Two weeks after pushing out Son No. 3, I found myself in a barn at the Minnesota State Fair. My parents had come to assist with the adventure. Holding the hands and cajoling the wonder of their ambulatory grandsons No. 1 & 2 on a trip to the Fair was their sheer delight. They bought tickets, fed them sticky things and pronto pups and all the cold milk they could drink. I limped along pushing Son No. 3 in a stroller packed with all gear required for the day. Happy, but still sore and exhausted, it was great to be out in the world.
My mother breasts were in high production. As much as Son No. 3 needed to eat, I needed him to consume and relieve this food factory I had become. When he started to get fussy, the Grandparents proposed a mood management strategy: they’d take Sons No. 1 & 2 to find a bathroom and get cotton candy; I’d find a place to nurse. Son No. 3 and I wheeled into a corner of a dusty, aromatic animal barn. I found a large overturned farm-sized bucket to sit on, got my fussy little guy out of the stroller and discreetly opened the milk bar.

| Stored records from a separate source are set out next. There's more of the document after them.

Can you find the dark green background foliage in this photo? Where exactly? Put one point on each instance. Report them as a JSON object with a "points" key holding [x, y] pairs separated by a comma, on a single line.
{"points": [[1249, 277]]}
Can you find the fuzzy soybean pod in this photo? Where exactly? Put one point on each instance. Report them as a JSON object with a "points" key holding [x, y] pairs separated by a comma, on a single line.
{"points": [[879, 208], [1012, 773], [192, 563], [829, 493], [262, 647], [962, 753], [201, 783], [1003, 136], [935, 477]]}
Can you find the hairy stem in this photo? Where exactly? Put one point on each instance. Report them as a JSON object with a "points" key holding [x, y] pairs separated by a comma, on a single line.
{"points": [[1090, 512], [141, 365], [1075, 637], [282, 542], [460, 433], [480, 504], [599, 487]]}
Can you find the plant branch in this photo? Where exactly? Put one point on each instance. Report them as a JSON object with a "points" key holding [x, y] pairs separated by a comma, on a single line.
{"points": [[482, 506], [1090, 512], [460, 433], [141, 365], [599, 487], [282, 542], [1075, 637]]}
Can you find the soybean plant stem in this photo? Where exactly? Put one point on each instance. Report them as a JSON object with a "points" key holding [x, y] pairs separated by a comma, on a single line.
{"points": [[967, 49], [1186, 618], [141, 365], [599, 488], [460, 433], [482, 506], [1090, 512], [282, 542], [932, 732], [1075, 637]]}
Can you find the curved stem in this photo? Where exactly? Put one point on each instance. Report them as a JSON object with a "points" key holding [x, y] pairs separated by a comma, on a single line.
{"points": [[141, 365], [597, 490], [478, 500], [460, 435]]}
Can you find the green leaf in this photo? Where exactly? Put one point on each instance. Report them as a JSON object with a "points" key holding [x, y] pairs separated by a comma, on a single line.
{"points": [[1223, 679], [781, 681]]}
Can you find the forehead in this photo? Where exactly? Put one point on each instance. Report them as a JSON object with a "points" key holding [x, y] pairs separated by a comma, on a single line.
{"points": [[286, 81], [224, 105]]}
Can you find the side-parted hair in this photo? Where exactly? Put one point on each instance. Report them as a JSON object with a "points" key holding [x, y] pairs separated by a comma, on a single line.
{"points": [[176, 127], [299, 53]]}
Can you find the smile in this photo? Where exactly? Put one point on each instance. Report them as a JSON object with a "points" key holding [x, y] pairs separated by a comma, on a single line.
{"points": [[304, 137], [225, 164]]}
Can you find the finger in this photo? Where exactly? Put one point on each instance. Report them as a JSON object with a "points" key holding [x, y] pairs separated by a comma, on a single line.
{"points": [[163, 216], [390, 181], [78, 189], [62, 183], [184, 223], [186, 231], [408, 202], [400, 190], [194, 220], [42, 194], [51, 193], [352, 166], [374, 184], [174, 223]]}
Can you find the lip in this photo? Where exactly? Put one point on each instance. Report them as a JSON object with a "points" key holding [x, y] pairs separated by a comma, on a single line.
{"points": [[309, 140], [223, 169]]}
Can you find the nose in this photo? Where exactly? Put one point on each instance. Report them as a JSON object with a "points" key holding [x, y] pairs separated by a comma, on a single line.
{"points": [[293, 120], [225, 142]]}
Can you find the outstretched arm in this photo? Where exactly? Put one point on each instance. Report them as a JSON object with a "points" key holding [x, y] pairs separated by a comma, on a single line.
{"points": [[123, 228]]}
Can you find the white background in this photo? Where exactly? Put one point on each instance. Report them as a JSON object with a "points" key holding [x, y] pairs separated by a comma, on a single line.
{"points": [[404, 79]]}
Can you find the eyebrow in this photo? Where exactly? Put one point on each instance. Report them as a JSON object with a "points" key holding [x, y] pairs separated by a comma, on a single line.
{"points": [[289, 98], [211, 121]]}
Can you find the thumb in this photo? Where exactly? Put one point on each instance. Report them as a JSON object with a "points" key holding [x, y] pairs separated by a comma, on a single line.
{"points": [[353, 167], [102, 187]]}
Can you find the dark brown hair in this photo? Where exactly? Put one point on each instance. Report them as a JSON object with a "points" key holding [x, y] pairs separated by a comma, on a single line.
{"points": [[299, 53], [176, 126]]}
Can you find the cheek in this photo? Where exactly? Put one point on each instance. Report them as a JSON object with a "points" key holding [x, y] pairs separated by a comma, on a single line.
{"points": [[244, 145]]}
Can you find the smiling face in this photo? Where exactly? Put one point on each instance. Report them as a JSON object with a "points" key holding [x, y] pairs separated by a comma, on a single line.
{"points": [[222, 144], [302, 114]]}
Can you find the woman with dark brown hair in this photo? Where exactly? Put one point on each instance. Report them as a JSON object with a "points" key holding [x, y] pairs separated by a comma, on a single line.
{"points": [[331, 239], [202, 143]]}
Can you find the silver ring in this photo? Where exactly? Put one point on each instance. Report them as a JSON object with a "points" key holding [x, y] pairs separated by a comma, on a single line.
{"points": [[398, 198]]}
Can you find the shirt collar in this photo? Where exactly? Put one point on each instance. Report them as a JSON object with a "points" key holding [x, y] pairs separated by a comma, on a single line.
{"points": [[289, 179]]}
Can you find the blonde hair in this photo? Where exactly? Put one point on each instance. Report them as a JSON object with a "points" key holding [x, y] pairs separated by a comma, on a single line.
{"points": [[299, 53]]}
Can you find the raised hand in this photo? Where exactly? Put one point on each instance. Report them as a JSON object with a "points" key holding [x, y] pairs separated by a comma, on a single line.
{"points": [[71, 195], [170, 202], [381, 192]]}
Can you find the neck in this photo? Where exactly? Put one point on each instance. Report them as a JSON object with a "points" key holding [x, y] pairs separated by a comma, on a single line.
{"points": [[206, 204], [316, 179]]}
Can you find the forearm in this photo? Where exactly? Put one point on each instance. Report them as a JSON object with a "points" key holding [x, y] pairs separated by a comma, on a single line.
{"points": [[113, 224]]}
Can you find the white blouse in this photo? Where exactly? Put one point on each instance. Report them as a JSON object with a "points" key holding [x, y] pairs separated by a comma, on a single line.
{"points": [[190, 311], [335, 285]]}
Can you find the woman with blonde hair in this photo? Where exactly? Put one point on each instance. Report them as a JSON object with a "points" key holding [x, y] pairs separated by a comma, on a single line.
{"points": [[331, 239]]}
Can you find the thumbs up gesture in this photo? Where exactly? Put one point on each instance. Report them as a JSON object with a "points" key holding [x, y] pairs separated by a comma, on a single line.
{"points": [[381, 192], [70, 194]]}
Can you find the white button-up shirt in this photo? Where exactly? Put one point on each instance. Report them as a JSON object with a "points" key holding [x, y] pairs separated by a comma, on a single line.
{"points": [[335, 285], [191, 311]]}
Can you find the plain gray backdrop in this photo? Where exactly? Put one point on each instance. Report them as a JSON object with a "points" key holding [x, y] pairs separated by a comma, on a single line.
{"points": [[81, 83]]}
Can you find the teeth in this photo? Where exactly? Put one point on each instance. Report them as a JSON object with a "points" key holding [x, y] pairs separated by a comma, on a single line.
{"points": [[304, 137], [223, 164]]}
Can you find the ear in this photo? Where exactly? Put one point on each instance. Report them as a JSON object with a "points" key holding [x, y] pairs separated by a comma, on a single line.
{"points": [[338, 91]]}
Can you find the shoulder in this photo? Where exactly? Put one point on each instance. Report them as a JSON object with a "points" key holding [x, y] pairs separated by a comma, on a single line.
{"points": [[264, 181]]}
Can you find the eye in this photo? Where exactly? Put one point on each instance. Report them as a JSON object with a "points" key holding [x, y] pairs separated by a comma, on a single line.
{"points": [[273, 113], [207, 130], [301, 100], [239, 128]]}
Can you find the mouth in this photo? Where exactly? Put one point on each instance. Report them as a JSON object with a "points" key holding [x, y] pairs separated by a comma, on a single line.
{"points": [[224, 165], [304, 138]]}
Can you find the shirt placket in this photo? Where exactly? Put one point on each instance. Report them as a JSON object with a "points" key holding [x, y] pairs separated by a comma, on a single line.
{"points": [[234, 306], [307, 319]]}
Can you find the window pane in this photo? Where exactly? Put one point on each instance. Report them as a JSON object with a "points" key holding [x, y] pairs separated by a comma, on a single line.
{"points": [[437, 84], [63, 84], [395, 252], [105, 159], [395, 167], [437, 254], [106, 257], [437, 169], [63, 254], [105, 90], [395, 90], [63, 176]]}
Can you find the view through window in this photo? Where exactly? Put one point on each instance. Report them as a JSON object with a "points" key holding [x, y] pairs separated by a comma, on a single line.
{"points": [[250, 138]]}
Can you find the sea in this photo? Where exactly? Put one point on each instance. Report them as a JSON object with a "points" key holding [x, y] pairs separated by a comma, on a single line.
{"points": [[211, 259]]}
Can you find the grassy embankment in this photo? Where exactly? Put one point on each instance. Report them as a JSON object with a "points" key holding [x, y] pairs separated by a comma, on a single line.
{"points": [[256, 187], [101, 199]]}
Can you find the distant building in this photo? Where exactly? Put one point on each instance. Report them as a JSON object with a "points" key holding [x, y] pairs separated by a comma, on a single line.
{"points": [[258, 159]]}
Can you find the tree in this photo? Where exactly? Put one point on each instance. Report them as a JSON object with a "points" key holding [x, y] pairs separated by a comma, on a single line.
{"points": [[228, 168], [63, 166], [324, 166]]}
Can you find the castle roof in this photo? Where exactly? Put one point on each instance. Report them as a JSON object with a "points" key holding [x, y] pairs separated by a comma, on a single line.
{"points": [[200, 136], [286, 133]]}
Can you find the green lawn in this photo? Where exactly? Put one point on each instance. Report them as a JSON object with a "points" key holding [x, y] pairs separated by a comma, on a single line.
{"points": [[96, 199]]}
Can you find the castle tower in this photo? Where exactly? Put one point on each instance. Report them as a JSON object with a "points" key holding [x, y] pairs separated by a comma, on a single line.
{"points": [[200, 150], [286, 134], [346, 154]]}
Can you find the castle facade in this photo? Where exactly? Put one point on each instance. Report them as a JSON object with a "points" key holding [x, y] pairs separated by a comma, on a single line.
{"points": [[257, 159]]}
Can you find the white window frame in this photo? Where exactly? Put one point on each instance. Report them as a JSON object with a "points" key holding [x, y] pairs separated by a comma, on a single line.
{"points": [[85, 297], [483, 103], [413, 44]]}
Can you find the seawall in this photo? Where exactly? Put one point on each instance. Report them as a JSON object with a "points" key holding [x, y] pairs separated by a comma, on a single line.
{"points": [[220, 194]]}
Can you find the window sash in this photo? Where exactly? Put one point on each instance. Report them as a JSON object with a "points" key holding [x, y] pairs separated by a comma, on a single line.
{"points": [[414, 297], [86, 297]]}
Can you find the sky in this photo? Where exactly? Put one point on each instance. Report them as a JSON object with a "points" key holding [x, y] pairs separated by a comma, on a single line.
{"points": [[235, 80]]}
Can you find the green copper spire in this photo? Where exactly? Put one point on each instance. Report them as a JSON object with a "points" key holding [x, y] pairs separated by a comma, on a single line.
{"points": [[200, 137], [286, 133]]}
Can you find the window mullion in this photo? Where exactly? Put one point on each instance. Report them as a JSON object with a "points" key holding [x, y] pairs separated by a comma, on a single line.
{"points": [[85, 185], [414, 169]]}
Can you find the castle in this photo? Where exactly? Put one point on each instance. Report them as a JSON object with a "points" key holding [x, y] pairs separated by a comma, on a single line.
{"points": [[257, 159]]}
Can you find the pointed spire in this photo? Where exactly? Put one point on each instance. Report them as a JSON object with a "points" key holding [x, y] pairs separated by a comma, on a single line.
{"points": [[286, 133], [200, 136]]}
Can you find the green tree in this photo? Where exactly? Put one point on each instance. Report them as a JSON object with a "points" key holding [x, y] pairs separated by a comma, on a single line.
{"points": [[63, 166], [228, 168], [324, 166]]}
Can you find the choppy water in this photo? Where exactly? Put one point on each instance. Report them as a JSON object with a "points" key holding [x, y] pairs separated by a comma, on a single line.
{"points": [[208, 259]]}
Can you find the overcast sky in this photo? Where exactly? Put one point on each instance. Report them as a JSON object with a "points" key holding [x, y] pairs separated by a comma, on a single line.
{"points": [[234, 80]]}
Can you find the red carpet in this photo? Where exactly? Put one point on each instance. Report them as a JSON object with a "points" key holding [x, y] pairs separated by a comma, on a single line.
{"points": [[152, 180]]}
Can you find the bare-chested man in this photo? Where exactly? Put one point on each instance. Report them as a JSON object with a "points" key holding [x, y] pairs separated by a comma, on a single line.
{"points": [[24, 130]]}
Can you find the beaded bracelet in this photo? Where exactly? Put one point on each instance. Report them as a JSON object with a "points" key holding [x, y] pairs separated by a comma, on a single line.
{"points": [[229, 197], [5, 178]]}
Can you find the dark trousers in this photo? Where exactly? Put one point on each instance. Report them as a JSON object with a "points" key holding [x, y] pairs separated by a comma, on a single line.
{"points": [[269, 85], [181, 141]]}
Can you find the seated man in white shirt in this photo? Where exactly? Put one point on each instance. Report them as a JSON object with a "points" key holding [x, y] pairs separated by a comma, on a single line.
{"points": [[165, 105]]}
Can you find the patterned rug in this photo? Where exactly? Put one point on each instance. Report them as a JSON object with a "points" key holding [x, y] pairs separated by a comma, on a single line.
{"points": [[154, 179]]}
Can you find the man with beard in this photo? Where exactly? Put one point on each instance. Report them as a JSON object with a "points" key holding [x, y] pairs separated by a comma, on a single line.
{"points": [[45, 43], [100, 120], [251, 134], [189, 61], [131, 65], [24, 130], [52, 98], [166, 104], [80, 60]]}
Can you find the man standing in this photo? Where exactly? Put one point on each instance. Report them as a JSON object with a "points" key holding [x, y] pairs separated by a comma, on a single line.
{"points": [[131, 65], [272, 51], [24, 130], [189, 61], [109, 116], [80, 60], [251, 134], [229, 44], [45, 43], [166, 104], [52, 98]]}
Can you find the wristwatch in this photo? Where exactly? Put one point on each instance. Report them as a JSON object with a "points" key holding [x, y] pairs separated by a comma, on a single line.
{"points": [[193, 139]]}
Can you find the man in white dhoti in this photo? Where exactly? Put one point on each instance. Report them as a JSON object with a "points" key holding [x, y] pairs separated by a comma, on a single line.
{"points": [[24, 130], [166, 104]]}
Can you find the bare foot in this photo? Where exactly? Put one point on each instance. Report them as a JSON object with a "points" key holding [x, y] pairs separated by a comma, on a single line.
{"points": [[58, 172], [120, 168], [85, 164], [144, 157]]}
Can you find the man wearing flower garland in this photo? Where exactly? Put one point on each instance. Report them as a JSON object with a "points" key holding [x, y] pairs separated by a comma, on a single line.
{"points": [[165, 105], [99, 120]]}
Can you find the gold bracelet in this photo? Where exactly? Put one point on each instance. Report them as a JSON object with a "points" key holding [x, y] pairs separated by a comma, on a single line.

As he suckled away, I gazed about the Nanny goats, Mommy Sheep and Mother Pigs and suddenly felt a profound kinship with them: we were all just feeding babies, swollen teats and breasts as Nature designed. In one end, then out the other, attending to all the essential functions of new life.
A Nanny Goat raised her head above the pen to engage me. Keen rectangular pupils and a wily under bite of a smile, she seemed to say, “You too, huh?”, then returned to her post without question.